The script needs to loop twice through very large datasets (one while reading and creating the hashes, and once again when reading the hashes and performing the insertions). This makes the process' performance rather poor.
You're not showing how you create the data, besides this assignment.

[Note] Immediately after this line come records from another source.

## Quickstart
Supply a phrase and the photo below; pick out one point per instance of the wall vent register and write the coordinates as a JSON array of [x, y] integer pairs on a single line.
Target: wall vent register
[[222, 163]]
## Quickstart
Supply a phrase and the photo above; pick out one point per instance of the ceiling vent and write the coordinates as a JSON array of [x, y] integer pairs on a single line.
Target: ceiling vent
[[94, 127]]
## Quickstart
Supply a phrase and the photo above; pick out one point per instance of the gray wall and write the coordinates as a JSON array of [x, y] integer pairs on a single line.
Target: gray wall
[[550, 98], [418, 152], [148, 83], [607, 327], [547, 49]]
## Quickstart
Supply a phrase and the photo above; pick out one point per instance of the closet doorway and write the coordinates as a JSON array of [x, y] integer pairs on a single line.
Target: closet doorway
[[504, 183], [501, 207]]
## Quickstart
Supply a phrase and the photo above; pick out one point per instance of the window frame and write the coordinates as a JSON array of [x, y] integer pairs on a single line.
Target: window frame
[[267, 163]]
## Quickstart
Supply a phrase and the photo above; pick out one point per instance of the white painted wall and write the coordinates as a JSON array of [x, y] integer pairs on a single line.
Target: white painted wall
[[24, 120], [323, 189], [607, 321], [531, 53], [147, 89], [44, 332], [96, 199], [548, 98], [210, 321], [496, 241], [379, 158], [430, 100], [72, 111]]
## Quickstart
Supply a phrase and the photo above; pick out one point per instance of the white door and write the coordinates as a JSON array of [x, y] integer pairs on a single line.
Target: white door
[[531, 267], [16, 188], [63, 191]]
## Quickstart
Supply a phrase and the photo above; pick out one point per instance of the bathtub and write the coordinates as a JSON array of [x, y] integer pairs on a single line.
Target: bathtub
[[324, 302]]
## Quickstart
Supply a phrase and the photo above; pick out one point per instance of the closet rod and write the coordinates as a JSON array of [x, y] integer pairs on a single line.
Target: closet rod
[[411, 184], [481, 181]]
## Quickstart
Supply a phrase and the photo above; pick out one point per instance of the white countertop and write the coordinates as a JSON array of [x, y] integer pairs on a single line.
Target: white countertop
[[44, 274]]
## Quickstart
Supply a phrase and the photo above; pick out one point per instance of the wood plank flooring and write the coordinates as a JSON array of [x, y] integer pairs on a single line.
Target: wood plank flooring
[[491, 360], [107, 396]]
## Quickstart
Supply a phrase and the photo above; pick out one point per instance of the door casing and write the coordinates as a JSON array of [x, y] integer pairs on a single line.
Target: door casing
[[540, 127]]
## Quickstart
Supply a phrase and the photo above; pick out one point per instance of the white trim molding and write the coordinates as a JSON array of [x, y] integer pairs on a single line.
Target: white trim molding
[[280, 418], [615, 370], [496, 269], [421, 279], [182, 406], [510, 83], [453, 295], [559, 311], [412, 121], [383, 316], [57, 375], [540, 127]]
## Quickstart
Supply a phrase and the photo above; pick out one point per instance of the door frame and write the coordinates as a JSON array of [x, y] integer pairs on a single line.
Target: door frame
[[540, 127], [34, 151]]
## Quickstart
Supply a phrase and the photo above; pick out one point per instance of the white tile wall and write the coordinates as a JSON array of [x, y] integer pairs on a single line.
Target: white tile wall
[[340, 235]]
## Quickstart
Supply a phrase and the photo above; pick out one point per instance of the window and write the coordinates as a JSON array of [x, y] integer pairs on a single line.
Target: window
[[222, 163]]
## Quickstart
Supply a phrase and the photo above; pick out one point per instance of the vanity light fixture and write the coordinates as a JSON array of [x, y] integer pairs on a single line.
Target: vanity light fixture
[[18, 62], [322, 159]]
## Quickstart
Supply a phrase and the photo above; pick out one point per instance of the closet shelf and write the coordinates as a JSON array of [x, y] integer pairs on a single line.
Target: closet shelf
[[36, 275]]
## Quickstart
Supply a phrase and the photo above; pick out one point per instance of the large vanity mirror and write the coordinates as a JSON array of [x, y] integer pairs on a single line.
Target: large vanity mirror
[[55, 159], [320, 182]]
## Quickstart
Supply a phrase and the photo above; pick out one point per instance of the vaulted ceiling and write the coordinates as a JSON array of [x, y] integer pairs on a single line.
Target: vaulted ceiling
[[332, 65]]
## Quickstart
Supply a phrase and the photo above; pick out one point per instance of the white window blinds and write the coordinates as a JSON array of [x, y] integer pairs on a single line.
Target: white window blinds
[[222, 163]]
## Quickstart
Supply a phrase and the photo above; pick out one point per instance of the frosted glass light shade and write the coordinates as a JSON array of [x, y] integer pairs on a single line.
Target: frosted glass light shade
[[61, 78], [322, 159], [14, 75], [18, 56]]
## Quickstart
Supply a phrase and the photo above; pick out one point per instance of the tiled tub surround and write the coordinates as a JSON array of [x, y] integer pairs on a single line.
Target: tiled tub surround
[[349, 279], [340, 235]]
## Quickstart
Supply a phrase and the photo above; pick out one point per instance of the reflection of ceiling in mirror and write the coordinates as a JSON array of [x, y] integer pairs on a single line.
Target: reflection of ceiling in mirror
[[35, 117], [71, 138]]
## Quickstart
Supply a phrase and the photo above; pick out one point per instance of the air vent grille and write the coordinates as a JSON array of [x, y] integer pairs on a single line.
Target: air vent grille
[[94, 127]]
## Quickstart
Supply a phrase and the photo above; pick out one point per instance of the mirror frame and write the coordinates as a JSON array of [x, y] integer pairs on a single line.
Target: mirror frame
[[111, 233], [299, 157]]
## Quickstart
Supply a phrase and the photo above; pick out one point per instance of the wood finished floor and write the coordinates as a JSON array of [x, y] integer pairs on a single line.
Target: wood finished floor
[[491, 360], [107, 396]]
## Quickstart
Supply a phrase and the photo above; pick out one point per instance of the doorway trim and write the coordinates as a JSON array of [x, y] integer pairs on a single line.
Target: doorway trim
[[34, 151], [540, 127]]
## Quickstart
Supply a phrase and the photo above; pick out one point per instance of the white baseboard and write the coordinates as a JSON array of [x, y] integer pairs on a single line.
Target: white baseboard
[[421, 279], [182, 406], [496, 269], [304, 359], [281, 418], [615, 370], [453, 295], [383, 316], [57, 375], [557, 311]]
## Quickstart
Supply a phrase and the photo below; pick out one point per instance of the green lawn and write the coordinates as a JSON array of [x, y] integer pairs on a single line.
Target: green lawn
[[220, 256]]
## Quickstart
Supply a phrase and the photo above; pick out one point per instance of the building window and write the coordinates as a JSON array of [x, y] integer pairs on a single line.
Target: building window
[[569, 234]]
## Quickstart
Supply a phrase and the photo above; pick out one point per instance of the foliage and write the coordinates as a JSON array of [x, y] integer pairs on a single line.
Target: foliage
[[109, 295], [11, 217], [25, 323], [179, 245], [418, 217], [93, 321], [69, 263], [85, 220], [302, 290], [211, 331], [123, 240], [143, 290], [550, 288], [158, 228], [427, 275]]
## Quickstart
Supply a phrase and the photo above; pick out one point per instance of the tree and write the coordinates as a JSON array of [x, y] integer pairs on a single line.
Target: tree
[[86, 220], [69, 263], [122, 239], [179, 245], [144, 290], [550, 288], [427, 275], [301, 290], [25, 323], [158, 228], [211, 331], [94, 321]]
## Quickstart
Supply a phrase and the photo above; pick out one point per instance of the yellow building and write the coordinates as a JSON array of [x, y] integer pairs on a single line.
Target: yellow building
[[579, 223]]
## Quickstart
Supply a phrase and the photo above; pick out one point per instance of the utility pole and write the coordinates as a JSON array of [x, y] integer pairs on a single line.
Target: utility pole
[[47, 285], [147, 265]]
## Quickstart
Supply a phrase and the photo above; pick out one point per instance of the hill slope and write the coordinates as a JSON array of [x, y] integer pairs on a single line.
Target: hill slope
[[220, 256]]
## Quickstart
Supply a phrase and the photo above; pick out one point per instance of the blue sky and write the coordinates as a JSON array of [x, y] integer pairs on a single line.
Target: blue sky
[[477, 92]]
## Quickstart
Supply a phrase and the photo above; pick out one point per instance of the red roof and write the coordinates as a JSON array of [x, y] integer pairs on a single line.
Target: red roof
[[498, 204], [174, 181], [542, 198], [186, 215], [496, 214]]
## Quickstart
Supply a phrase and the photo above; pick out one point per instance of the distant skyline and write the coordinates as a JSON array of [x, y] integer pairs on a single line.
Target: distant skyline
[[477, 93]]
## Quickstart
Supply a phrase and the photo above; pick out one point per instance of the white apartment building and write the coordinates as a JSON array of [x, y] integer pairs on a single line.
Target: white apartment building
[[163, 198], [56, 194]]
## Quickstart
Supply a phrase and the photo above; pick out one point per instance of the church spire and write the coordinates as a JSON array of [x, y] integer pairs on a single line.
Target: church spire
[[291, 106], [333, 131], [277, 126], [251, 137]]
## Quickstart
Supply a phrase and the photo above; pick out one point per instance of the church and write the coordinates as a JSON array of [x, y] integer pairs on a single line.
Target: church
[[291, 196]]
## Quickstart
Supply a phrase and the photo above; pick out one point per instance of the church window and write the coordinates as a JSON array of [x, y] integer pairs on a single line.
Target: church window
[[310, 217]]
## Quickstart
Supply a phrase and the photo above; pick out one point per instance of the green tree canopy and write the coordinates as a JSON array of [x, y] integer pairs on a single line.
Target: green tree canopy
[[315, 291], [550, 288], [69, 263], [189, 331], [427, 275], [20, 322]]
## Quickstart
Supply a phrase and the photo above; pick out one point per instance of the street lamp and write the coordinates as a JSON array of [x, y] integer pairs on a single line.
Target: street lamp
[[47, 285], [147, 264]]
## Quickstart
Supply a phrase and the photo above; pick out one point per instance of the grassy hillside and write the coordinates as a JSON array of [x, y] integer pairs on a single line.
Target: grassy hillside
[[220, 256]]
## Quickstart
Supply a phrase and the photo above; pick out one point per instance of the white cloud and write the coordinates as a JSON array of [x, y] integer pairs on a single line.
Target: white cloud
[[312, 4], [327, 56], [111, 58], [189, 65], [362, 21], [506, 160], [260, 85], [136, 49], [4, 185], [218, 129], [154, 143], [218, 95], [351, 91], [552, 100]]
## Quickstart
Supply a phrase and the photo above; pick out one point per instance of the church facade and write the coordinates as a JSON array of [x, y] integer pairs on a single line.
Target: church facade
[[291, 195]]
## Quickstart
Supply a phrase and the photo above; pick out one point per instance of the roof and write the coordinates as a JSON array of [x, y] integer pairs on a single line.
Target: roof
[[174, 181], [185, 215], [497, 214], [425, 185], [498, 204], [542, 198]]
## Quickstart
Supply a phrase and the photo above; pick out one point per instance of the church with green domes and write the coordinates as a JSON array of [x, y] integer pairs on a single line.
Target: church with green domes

$new{$id}{gene_name} = $id;
$new{$id}{gene_database_source} = $gene_database_source
$new{$id}{product} = $product;
If that's all there is to it, nothing is stopping you from using the approach I've shown above directly where you're processing the data the first time and building the hash. The following code is incomplete, because you're not telling us where the data is coming from, but you should get the gist.
eval {
my $guard = $schema->txn_scope_guard;
# we use this to collect rows to process
my @rows;
# this is where your data comes in
while ( my $foo = <DATA> ) {
# here you process the data and come up with your variables
my ( $id, $gene_database_source, $product, $sequence, $seqlength,
$digest, $mw, $iep, $tms );
# collect the row so we can insert it later
push(
@rows,
[
$id, $gene_database_source, $product, $sequence, $seqlength,
$digest, $mw, $iep, $tms,
]
);
# only insert if we reached the limit
if ( scalar @rows == 1000 ) {
$schema->resultset('Genes')->populate(
[
[
qw(
gene_name gene_product sequence
gene_protein_length digest gene_isoelectric_point
gene_molecular_weight gene_tmd_count gene_species
species_code user_id gene_database_source
)
],
\@rows,
],
);
# empty the list of values
@rows = ();
}
}
$guard->commit;
}
Essentially we collect up to 1000 rows directly as array references while we process them, and when we've reached the limit, we pass them to the database. We then reset our row array and start over. Again, all of this is wrapped in a transaction, so it will only be committed if all the inserts are fine.
There is more information on transactions in DBIC in the cookbook.
Please note that I have not tested any of this code.